MOYENS DE PREVENTION

Les mesures de protection pour la prévention du risque chimique telles que la ventilation générale, la ventilation localisée de type table aspirante, le port de gants et de masques de protection contre les poussières, sont peu mises en œuvre par les professionnels. Ceci est d’autant plus critique que les locaux sont le plus souvent de petite taille.

Recommandations de l’Anses (Agence nationale de sécurité sanitaire de l’alimentation, de l’environnement et du travail)

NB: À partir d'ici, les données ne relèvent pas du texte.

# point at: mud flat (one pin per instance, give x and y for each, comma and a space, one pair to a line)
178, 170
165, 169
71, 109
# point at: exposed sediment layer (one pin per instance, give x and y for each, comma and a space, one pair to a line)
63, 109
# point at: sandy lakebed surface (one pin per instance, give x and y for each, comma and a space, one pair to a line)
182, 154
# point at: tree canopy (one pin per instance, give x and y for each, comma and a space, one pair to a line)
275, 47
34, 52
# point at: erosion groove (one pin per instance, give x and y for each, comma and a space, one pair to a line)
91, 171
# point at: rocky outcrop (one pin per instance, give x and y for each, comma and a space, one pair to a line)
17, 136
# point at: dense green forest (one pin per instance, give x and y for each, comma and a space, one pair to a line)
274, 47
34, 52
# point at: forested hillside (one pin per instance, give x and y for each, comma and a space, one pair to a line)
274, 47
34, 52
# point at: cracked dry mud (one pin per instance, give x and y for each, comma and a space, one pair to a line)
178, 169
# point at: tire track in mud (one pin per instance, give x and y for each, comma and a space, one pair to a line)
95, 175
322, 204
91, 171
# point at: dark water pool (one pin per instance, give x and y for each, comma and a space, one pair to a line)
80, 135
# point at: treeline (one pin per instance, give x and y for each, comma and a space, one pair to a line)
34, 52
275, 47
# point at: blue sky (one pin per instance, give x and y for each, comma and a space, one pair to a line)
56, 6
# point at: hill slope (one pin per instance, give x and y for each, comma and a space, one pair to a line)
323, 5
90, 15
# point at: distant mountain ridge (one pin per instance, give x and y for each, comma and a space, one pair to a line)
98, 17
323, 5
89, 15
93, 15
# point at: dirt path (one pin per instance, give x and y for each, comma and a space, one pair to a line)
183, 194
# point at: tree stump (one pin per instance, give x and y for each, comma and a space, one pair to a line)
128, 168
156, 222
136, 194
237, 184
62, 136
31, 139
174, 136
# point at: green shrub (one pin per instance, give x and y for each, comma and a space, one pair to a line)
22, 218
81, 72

  • aux professionnels exerçant une activité de soin et de décoration de l’ongle : renforcer la mise en œuvre de mesures de prévention du risque chimique, afin de réduire les expositions à des agents chimiques dangereux au minimum : recherche de produits de substitution, utilisation de tables aspirantes et port d’équipements de protection individuelle adaptés ;
  • aux metteurs sur le marché de produits cosmétiques destinés aux activités de soin et de décoration de l’ongle : mettre en œuvre à court et moyen termes le développement et/ou le remplacement de produits afin de supprimer les expositions à la source de différents agents chimiques dangereux, en particulier les monomères méthacryliques polymérisables, le toluène, l’acétaldéhyde,… ; en seconde intention,développer des produits/techniques avec lesquels le professionnel n’entrerait pas en contact (« no-touch ») dans les cas où la substitution de l’agent dangereux ne pourrait être possible techniquement ;
  • aux pouvoirs publics : s’assurer que l’évaluation des risques des professionnels soit :
    • réalisée par les metteurs sur le marché ;
    • systématiquement prise en compte dans le cadre des évaluations de la sécurité chimique des ingrédients cosmétiques réalisées par le comité scientifique européen pour la sécurité des consommateurs.

Formation diplômante harmonisée pour toute personne amenée à exercer une activité de pose de prothèses ongulaires, incluant un module sur la prévention des risques professionnels et les bonnes pratiques de travail.

 En matière de recherche, nécessité d’améliorer les connaissances sur les effets et les expositions ainsi que sur sur l’état de santé de cette population professionnelle et son évolution, concernant entre autres le risque de sensibilisation, de dermatites allergiques de contact, d’asthmes, d’issues indésirables en matière de reproduction et de développement, de pathologies neurologiques, de pathologies auto-immunes voire de cancers.